Other important Museums and Galleries in Dublin.

 

The Hugh Lane. (Parnell Square North) also known as the Municipal Gallery of Modern Art, concentrates on art from 1880 onwards, and has some very good work by French painters Monet; Edouard Manet; Degas, sculptor August Rodin and others.
It also has work by later, important 20th century artists like Joseph Beuys and Francis Bacon. In fact, the Hugh Lane gallery has the entire studio of Francis Bacon, since they brought it over from London, and then perfectly re-created it here in Dublin! Anyone interested in art, from 1880 to the modern day, should visit “the Hugh Lane” while they are in Dublin. You will also discover it is in a lovely 18th century aristocratic townhouse, (a palazzo) with a very nice café and bookshop.

Collins Barracks. Collins Barracks is the other main arm of the National Museum in Dublin. Unlike the Kildare street museum, which holds old archeological artifacts from ancient history, this museum concentrates on applied and decorative arts, like coins, silver, ceramics, clothes, design and furniture. It is located in a former army barracks, which was once the biggest purpose-built barracks in the world.
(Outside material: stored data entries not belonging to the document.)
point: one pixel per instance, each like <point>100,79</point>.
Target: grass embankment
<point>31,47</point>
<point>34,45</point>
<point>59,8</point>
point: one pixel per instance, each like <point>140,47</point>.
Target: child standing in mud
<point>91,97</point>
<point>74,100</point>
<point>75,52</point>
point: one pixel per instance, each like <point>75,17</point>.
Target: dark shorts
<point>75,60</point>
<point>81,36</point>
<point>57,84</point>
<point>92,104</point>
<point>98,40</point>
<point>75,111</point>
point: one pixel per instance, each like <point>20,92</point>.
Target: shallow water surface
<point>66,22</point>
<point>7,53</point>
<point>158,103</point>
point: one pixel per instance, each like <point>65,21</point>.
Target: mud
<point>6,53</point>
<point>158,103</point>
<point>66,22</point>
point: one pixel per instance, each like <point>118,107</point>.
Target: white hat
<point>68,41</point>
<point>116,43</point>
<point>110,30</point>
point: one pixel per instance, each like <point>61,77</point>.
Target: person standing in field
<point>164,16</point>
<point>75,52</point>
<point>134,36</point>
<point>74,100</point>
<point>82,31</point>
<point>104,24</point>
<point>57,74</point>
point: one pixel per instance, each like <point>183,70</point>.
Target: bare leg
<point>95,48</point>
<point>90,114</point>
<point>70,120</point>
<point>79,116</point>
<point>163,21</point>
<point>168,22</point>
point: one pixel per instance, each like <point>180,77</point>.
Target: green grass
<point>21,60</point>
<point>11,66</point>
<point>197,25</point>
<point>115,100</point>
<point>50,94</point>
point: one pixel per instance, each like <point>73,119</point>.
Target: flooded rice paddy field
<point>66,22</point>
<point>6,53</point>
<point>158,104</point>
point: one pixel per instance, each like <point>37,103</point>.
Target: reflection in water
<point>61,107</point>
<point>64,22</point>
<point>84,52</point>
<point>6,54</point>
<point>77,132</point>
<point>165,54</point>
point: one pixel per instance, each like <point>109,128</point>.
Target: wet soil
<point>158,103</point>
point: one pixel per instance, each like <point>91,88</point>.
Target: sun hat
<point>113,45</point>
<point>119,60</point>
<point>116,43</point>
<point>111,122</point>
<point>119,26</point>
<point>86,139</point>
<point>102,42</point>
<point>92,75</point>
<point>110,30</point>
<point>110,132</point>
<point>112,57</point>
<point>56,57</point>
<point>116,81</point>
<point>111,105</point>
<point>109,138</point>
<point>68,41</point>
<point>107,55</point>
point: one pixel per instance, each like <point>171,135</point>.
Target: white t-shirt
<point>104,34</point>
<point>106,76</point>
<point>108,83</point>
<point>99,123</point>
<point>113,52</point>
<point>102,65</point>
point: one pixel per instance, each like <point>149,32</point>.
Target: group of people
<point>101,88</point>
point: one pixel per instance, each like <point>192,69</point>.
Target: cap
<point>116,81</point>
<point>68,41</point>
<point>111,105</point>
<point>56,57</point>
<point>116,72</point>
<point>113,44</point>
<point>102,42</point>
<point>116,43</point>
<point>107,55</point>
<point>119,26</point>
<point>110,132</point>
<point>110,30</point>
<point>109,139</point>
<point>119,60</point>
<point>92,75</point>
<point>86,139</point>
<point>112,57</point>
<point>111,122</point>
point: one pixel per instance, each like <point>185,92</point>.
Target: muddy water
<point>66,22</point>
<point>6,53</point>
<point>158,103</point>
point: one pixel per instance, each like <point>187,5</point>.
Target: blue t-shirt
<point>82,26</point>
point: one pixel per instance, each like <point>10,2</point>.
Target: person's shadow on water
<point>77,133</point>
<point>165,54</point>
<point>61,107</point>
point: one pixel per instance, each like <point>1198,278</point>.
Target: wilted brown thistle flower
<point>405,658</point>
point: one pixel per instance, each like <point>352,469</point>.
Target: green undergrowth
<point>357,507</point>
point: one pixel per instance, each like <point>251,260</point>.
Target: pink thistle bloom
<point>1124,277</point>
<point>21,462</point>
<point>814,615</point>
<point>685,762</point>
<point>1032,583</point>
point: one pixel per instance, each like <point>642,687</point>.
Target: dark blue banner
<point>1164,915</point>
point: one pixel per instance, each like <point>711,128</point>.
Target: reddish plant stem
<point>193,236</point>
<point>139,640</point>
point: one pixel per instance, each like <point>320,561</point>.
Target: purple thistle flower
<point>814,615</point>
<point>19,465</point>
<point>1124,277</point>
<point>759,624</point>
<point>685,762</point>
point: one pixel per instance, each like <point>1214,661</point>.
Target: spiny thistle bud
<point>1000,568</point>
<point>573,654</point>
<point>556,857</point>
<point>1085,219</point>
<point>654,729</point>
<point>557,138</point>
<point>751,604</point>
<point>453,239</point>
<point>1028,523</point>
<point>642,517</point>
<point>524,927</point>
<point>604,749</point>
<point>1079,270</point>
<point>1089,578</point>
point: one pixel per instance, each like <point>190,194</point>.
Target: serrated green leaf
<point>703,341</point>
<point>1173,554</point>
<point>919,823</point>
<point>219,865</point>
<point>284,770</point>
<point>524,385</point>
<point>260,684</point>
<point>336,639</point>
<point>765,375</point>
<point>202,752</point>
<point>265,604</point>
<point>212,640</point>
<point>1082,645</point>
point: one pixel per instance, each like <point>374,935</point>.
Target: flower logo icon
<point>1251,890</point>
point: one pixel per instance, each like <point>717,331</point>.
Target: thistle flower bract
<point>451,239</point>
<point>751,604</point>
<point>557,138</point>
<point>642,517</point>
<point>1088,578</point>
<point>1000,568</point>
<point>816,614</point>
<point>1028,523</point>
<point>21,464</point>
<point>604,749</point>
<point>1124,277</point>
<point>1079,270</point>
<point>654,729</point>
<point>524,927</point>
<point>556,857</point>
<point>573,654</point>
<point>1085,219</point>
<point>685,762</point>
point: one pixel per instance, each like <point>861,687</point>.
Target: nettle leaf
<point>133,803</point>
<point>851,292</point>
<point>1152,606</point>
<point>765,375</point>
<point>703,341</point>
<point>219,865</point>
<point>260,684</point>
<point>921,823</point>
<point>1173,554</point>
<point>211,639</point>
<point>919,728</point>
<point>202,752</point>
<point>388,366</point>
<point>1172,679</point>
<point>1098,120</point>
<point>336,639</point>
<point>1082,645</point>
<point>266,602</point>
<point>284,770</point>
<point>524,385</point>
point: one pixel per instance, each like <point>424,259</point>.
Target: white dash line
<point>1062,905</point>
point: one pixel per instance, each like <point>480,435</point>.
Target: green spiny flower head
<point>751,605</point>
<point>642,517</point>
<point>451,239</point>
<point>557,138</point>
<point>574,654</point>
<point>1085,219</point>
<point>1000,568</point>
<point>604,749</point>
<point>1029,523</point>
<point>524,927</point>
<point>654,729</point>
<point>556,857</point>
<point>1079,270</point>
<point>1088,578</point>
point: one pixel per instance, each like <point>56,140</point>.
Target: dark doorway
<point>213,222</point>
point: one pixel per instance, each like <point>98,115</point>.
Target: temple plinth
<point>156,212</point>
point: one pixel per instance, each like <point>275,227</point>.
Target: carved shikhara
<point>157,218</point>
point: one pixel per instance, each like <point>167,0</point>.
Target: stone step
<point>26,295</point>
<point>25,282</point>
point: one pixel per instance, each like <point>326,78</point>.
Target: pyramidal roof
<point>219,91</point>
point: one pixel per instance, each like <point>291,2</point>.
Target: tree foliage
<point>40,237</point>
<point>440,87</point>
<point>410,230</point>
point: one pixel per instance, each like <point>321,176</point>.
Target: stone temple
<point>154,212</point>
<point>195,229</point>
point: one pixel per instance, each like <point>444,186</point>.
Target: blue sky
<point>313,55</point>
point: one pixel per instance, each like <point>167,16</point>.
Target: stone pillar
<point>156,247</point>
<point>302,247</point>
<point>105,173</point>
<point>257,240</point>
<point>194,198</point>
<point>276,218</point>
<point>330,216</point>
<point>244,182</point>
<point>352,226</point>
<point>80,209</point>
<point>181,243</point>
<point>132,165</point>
For that reason, there is another museum here, the Military Museum, dedicated to the Irish army, and also to Irish soldiers who fought in other armies (British, French, Spanish and others) across the world, from Cuba to China, with exhibits of their uniforms, history and weapons.

Irish Museum of Modern Art(Kilmainham Area) IMMA is the short name of the Irish Museum of Modern Art. Obviously this is a collection of 20th century and contemporary art, but it is housed inside the lovely 17th century Kilmainham Royal Hospital, a former hospitals for old soldiers built in a quadrangle in the 1680s, and modelled on the famous les Invalides in Paris. Apart from the modern art collection, bookshop and café, the Royal Hospital has a lovely baroque chapel, formal planted gardens, exterior exhibition spaces and extensive grounds to walk in.

Kilmainham Gaol. (also Kilmainham Area, near IMMA) “Gaol” is just the old spelling for “jail” and this was Dublin’s main jail from about the 1780s until 1922. Famous prisoners here include the 1798 United Irishmen rebels; the 19th century “Liberator” Daniel O’Connell; the political leader Charles Stuart Parnell and many patriots who fought in the 1916 Eater Rising, 14 of whom, like Patrick Pearce and James Connelly were also executed here, in the sad and gloomy “Stone Breakers Yard” (another leader, Roger Casement was later also executed over in London). Anyone interested in understanding the sometimes tragic, sometimes inspirational story of Ireland should visit this place, because there’s nowhere better to get a feel and understanding of Irish history.